That would be pretty sweet. I would also be interested in one of those towers indicating position using the racecar's number. Ideas like these would require advanced software though. Mechanically, it's simple, but the software I imagine could be difficult, for me at least.


----------



## AfxToo (Aug 29, 2003)

I'd like to have sensors every foot. Better yet, make the entire track out of the same technology used for touch pads on notebook PCs. This would give you continuous tracking. I know, this is pushing it.

The sensor per foot timing and tracking requirement could easily be done with a low end PLC, maybe even a micro PLC depending upon its I/O capacity. Most of these have the ability to communicate with a supervisory PC acting as a user interface, or human machine interface (HMI). The mechanical connection of the sensors would be tedious but not overly expensive. 

In my mind the ideal race management system would have all of the real time functions in a headless data acquisition server (like a PLC, microcontroller, or single board computer) and all of the race management and archival functions in a separate PC. Using a PC for both is always a compromise situation. Regardless of the performance of the PC, dual core, quad core, whatever, no consumer OS is even designed, much less optimized, for real time data acquisition and control.

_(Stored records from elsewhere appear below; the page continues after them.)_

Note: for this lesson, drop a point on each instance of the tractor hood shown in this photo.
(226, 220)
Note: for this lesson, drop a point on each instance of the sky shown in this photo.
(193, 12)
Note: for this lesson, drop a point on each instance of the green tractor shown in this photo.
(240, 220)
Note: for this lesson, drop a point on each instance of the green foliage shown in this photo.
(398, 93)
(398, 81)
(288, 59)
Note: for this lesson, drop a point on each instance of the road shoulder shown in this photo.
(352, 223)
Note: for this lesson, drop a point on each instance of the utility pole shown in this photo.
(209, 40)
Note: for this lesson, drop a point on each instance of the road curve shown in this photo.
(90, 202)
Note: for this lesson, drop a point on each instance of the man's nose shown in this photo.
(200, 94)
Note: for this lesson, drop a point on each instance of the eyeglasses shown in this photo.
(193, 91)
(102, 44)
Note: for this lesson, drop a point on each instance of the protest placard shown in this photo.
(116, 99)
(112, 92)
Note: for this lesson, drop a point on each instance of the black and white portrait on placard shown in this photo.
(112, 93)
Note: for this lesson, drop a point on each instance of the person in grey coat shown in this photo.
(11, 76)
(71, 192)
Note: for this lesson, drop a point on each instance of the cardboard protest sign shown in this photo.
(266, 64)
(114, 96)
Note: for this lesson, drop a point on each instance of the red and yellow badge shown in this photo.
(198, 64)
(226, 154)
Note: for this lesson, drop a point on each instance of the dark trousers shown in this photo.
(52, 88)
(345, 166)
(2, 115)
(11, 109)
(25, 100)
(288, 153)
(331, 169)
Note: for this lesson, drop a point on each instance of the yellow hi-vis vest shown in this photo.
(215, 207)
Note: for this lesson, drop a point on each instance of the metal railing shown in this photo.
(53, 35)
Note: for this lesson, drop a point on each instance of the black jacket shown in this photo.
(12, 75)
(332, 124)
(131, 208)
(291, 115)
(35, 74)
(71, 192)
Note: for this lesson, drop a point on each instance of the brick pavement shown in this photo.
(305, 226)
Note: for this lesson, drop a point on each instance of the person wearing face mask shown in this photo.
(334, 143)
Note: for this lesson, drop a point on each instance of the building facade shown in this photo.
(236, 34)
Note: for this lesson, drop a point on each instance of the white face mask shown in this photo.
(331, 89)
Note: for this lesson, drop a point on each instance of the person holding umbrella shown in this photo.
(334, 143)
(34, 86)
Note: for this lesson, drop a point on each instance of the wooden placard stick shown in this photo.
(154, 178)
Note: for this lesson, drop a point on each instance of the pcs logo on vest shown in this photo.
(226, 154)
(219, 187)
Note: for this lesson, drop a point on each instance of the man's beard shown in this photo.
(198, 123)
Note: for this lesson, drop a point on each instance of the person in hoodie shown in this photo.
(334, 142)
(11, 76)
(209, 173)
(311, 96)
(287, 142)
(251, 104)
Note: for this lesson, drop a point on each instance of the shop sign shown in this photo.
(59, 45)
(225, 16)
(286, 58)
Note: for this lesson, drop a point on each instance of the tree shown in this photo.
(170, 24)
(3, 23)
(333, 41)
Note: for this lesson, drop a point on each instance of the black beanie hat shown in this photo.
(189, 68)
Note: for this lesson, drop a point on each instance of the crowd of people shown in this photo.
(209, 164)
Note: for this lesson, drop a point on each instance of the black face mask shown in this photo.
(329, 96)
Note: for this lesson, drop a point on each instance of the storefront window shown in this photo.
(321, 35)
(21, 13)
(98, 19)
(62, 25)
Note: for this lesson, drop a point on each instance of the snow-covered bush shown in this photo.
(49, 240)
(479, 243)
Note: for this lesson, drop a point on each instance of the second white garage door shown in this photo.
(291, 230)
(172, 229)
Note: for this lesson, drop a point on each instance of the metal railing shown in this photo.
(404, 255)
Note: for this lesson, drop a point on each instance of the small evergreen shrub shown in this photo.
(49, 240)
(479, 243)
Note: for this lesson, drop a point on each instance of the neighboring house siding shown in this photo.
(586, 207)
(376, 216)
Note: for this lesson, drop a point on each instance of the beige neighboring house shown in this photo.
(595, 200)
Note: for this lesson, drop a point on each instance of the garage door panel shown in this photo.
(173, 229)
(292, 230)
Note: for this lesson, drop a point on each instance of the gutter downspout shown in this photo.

Currently, TrackMate comes a little closer to the ideal than anything out there, but its interface board isn't doing a whole heck of a lot. It probably serves more as a license key than anything functional. If the TrikTrax people had added a PC interface to their unit they could have extended the lifetime of their product by making it a peripheral for a PC based race management system. It does timing and counting very well.


----------



## rudykizuty (Aug 16, 2007)

Sorry for straying off topic a bit, but speaking of TrikTrax, are they out of business? Does anyone know if their units can still be obtained anywhere? I always liiked the way their units looked in the photos I have seen. 

Just curious


----------



## noddaz (Aug 6, 1999)

*Sector timing...*

I think that sector timing would be cool...
I imagine that it could be done by using a separate computer (with separate switches) to time the sections you wanted.

Scott


----------



## Dslot (Sep 2, 2007)

AfxToo said:


> I'd like to have sensors every foot. Better yet, make the entire track out of the same technology used for touch pads on notebook PCs. This would give you continuous tracking. ... The mechanical connection of the sensors would be tedious but not overly expensive.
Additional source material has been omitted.